Friday news roundup July 24, 2020
Warehouse workers at Sports Direct paid less than minimum wage. According to expert analysis of a new Guardian undercover investigation, warehouse staff at the Shirebrook, Derbyshire storeroom are being paid below the national minimum wage. Previously, the chain, controlled by billionaire Mike Ashley, was exposed for breaching the minimum wage law five years ago and workers received roughly one million pounds in back pay. In the latest investigation an undercover reporter recorded staff who were unable to leave the building during their 30-minute unpaid breaks but some employment law experts believe that breaks should count as paid working time. If correct, that would push the hourly wage rates below the legal minimum. “Given that the workers are paid only three pence above the national minimum wage, this unpaid period of working time would breach the NMW regulations as the rate would fall below it for the whole relevant period,” Zoe Lagadec, principal at Mulberry’s employment law solicitors, commented.
Dyson cuts 900 jobs globally due to Covid-19 impact. In the UK alone Dyson is set to cut 600 jobs and a further 300 jobs will be cut worldwide as Covid-19 changes consumer habits. The company employs 14,000 people globally with 4,000 workers in the UK. Most of the job cuts will be in retail and customer service due to the fact Dyson uses its own people to sell in department stores but the shifting culture to online sales has meant that high street presence is no longer a necessity. “The Covid-19 crisis has accelerated changes in consumer behaviour and therefore requires changes in how we engage with our customers and how we sell our products,” a Dyson spokesman commented. According to him, the company will try to avoid making compulsory redundancies if possible and highlighted the fact that the company had not furloughed any staff.
Falling fertility rates to cause shrinking populations by the end of the century.
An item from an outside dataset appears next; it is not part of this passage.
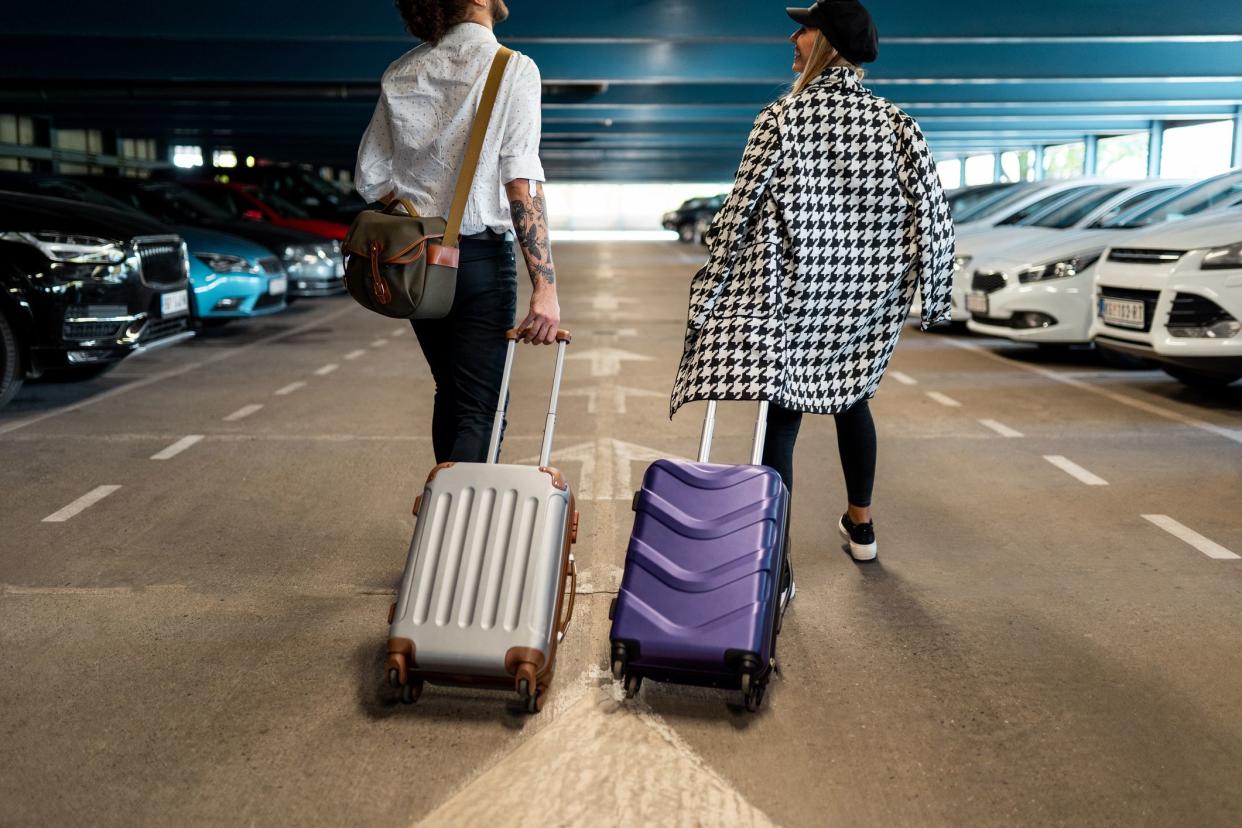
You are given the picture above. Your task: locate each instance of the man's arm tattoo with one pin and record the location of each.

The global crash in birth rates will cause 23 nations, including Spain and Japan, to see their population halve by 2100. The average number of children being born is falling and researchers at the University of Washington's Institute for Health Metrics and Evaluation have found that the global fertility rate nearly halved in 2017. Their study also projects that it will fall further by 2100. China, currently the country with the biggest population in the world, is expected to peak at 1.4 billion before dropping to 732 million by 2100. India will then take its place. Whilst some may think a smaller population would be better for the environment, researcher Prof Christopher Murray says there is another side to the story. “The inverted age structure (more old people than young people) and all the uniformly negative consequences of an inverted age structure,” will create an “enormous social change.”